But that’s exactly the destination of pride. Anyone who asserts himself and attempts to put himself over God, to free himself from God’s rule, that’s his destination, destruction, maybe already in this life but certainly in the life to come. Pride goes before destruction.
Wow! Pride is an incredibly deadly sin. It comes from our basic mindset born into this world. By nature each of us is egocentric, we’re turned in upon ourselves. Even as Christians it’s something we must continue to struggle with until the day we die. What does it look like? Like Uzziah, it shows up as this inability to admit you’re wrong. The fault can’t be mine! It shows up as a know-it-all attitude that doesn’t submit to authority and criticizes others. Uzziah though he knew what was right and how dare someone challenge him! And perhaps pride also shows itself in being overly busy. Yes, Uzziah was talented in many things, but he came to the point where he was going to do everything. Overly busy people tend to think that no one else could do it is as well as I can. That’s pride. Pride is a powerfully destructive force in our relationships with other people. But even worse, it’s a powerfully destructive force in our relationship with God. Uzziah clearly neglected God’s Word. No longer was he listening to God’s Word – if he had, he wouldn’t have disobeyed God’s Word in trying to offer incense in the temple. That’s the root problem of pride. We think we can make it without God and His Word. That’s the key difference. Sometimes it can be easy to mistake pride for faith. Both make someone bold and confident. But here’s the difference: Pride centers on self and what I think I can do, faith centers on God and what HE can do.
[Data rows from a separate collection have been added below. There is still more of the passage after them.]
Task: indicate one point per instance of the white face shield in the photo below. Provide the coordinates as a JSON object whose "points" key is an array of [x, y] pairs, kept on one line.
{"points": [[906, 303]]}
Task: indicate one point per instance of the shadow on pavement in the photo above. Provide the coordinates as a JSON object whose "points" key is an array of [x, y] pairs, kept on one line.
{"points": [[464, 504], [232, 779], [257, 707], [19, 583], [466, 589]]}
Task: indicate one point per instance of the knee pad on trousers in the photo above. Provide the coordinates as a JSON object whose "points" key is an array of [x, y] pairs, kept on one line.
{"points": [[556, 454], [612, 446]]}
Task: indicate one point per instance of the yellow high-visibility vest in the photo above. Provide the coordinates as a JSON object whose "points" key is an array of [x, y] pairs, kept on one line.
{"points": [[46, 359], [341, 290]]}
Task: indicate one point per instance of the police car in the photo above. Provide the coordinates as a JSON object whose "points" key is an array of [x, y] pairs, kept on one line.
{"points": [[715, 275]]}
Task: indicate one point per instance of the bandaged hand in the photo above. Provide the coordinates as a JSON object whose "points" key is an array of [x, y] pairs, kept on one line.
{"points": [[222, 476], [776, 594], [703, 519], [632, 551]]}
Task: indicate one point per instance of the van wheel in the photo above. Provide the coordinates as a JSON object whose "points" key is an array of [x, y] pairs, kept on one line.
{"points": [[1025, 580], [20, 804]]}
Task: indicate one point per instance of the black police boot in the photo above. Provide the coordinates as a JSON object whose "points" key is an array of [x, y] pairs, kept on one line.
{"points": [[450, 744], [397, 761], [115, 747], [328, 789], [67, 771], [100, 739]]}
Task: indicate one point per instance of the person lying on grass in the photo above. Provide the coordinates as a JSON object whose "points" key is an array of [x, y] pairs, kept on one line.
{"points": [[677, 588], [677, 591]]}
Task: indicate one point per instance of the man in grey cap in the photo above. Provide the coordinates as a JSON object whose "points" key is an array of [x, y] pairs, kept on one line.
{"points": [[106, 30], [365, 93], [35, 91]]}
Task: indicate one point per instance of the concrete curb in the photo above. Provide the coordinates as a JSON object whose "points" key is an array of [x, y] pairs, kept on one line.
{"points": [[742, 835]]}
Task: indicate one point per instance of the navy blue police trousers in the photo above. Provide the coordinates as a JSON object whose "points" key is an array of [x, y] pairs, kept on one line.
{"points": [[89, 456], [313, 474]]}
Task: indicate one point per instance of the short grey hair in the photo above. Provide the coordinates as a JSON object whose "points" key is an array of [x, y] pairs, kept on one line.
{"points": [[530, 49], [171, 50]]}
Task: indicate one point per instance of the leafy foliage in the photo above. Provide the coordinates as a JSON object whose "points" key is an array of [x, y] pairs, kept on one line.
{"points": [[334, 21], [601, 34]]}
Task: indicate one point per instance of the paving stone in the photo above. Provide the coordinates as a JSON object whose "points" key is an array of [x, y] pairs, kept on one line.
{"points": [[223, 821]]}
Pride goes before destruction. God matched Uzziah’s spiritual condition with his physical condition by striking him with leprosy. How much he deserved God’s wrath, how much each of us deserve God’s wrath for our pride! But notice two small details here. Notice first that it says, “the LORD had afflicted him.” Those words aren’t there by accident. Remember that the name “the LORD” is always used to indicate God as our God full of free and faithful love and grace. The LORD afflicted him. The LORD brought him low. What grace of God to do that! There’s an old saying that says, “When you’re lying on your back, you can only look up.” What’s often God’s intentions in sending pain and suffering? Is it not to stop us and get our attention? We know that whatever God sends to us is not to punish us because our punishment has already been paid for on the cross of Christ. So why would God send us pain and suffering? He does so as a dear Father. He does so to get our attention, to redirect our focus off of ourselves and back on Him.
The other detail that is important not to miss is “Uzziah rested with his fathers.” We’re told that he was buried in a different place than the royal sons of David. He was buried in a field nearby because a leper was considered unclean. But what does “He rested with his fathers” mean? It can’t mean that he was buried with them. Perhaps the most likely way to understand that phrase is that he rested with his fathers Abraham, Isaac, Jacob, David in the heavenly rest after the problems of this life are ended. It seems that God in His grace used this affliction of leprosy to bring Uzziah to a repentant faith that once again relied on God’s strength and not his.
What a contrast between Uzziah and our real King Jesus! Uzziah achieved a lot, he rose high, and wasn’t content in the position that God gave him, he wanted even more, so God brought him low, cut him down and cut him off from people and society. Jesus on the other hand, who is God Himself, did not put His power as God on constant display, rather he put off the constant use of that power, allowed himself to be viewed as a despicable sinner, permitted himself to be cut off from God’s people by becoming a curse in death. He was at the very heights and he willingly went to the depths for our sakes. Why so? So that he could cleanse us from our filthy pride by his ultimate sacrificial love.